The feed includes clips from both originals and licensed programming, Netflix says. It also includes video clips from the existing Netflix social channel, “Netflix Is A Joke,” which today runs clips, longer videos and other social content across YouTube, Twitter, Facebook and Instagram.
Fast Laughs resembles TikTok in the sense that it’s swiped through vertically, offers full-screen videos and places its engagement buttons on the right side. But it’s not trying to become a place to waste time while being entertained.

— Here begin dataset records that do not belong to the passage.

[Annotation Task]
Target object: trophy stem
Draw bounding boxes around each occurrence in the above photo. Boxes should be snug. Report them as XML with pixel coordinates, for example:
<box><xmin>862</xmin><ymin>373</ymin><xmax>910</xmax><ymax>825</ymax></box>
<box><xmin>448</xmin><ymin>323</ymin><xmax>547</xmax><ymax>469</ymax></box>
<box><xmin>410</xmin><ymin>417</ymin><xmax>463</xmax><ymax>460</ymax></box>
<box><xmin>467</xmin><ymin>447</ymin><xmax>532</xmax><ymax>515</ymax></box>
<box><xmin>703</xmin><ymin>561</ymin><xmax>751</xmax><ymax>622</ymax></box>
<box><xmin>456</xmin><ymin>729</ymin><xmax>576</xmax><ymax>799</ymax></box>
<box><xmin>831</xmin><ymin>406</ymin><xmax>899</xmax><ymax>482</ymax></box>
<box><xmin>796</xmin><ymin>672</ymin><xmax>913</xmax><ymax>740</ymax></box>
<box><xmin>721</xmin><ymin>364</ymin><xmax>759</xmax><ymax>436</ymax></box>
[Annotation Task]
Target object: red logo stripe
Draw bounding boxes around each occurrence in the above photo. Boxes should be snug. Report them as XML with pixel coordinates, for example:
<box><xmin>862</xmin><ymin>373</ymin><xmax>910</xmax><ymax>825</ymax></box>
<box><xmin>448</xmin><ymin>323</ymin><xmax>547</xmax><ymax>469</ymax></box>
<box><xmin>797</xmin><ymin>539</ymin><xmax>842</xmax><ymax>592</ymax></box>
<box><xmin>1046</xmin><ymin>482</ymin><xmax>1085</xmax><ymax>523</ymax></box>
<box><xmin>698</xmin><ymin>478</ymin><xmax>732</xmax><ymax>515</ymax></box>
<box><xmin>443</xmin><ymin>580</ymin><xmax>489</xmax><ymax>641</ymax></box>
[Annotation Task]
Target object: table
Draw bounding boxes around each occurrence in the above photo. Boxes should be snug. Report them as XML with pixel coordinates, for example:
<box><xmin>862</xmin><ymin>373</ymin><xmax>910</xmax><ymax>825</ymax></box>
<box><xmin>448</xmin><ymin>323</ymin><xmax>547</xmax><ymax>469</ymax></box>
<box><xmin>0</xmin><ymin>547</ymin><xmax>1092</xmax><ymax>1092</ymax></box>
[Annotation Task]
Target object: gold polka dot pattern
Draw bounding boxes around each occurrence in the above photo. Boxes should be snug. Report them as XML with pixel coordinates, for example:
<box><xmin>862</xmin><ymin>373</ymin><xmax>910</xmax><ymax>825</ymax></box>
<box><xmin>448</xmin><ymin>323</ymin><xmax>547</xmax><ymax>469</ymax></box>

Like many of Netflix’s experiments, the goal with the Fast Laughs feed is to help users discover something new to watch.
Instead of liking and commenting on videos, as you would in a social video app, the feed is designed to encourage users to add shows to their Netflix watch list for later viewing. In this sense, it’s serving a similar purpose to Netflix’s “Previews” feature, which helps users discover shows by watching clips and trailers from popular and newly released programming.
As users scroll through the new Fast Laughs feed, they’ll encounter a wide range of comedy clips — like a clip from a Kevin Hart stand-up special or a funny bit from “The Office,” for example. The clips will also range in length anywhere from 15 to 45 seconds.
In addition to adding clips to Netflix’s “My List” feature, users can also react to clips with a laughing emoji button, share the clip with friends across social media, or tap a “More” button to see other titles related to the clip you’re viewing.
The feature was first spotted by social media consultant Matt Navarra, based in the U.K. In his app, Fast Laughs appeared in front of the row of Previews, where it was introduced with text that said “New!”
Netflix confirmed to TechCrunch the experiment had been tested with a small number of users earlier this year, but has recently started rolling out to a wider group this month — including users in the U.K., the U.S. and other select markets.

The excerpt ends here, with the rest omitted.